- Interactive map of Nogoonnuur District
- Country: Mongolia
- Province: Bayan-Ölgii Province

Population (2014)
- • Total: 6,003
- Time zone: UTC+7 (UTC + 7)

= Nogoonnuur =

District in Bayan-Ölgii Province, Mongolia

Nogoonnuur (Ногооннуур, green lake) is a sum (district) of Bayan-Ölgii Province in western Mongolia. It is primarily inhabited by ethnic Kazakhs.

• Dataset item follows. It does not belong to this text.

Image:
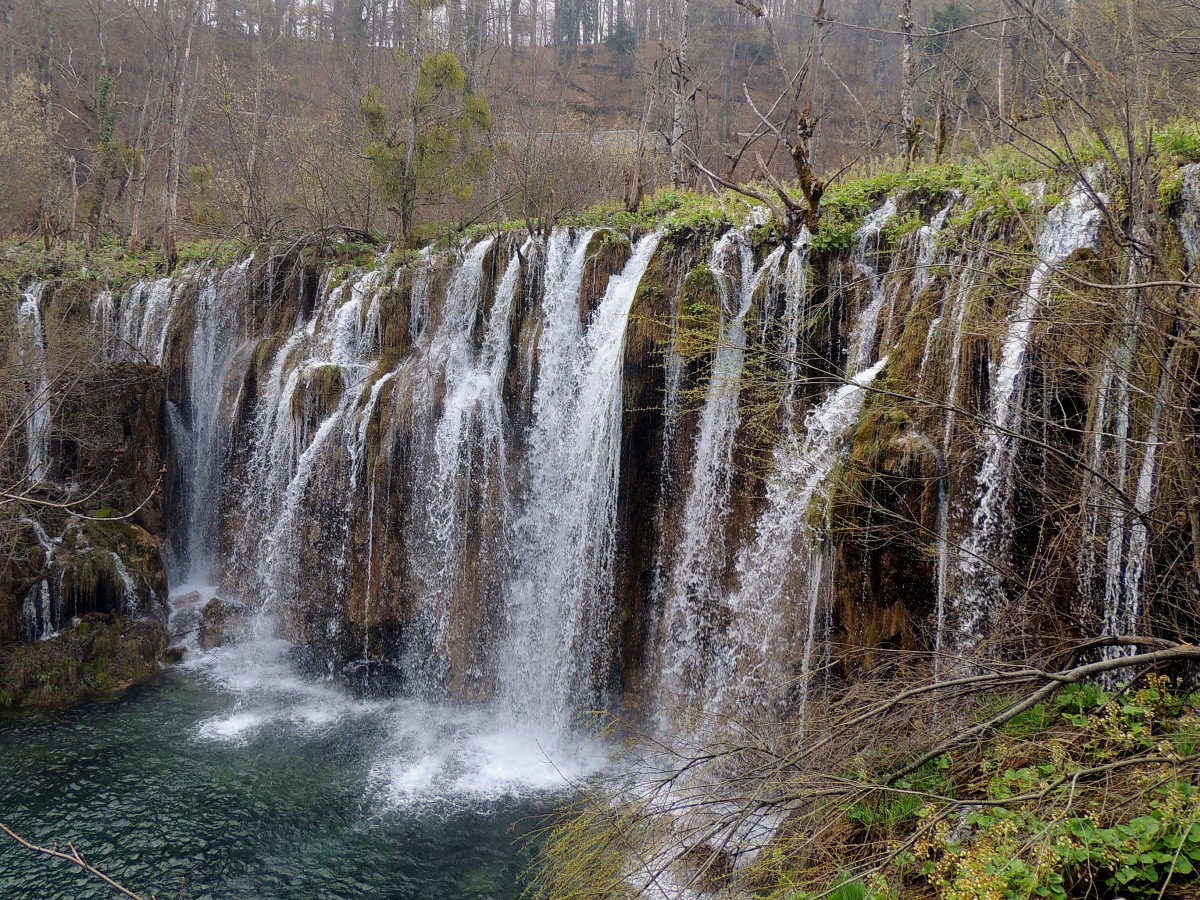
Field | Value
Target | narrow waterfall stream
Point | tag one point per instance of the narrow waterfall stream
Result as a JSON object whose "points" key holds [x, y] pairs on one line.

As of 2014 it had a population of 6003 people.

==History==
The district was established in 1952.

==Administrative divisions==
The district is divided into 12 bags, which are:
- Achit nuur
- Asgant
- Bakhlag
- Chikhtei
- Khasiin ulaan
- Khovd
- Morin tolgoi
- Shar govi
- Tsagaanbuur
- Tsagaannuur
- Ulaan chuluu
- Yamaat

==Geology==
The district consists of three protected areas, which are Selhemiin B region, Achit Lake area and Devel area.

==Economy==
Part of the potentially valuable Asgat Ag-Sb deposit is within Nogoonnuur where the Asgat mine is situated on the border with Russia. Livestock is another major economic sector in the district with total livestock amounted 230,000.

==Infrastructure==
The district has a total of 689 water wells, in which 410 of them are for drinking.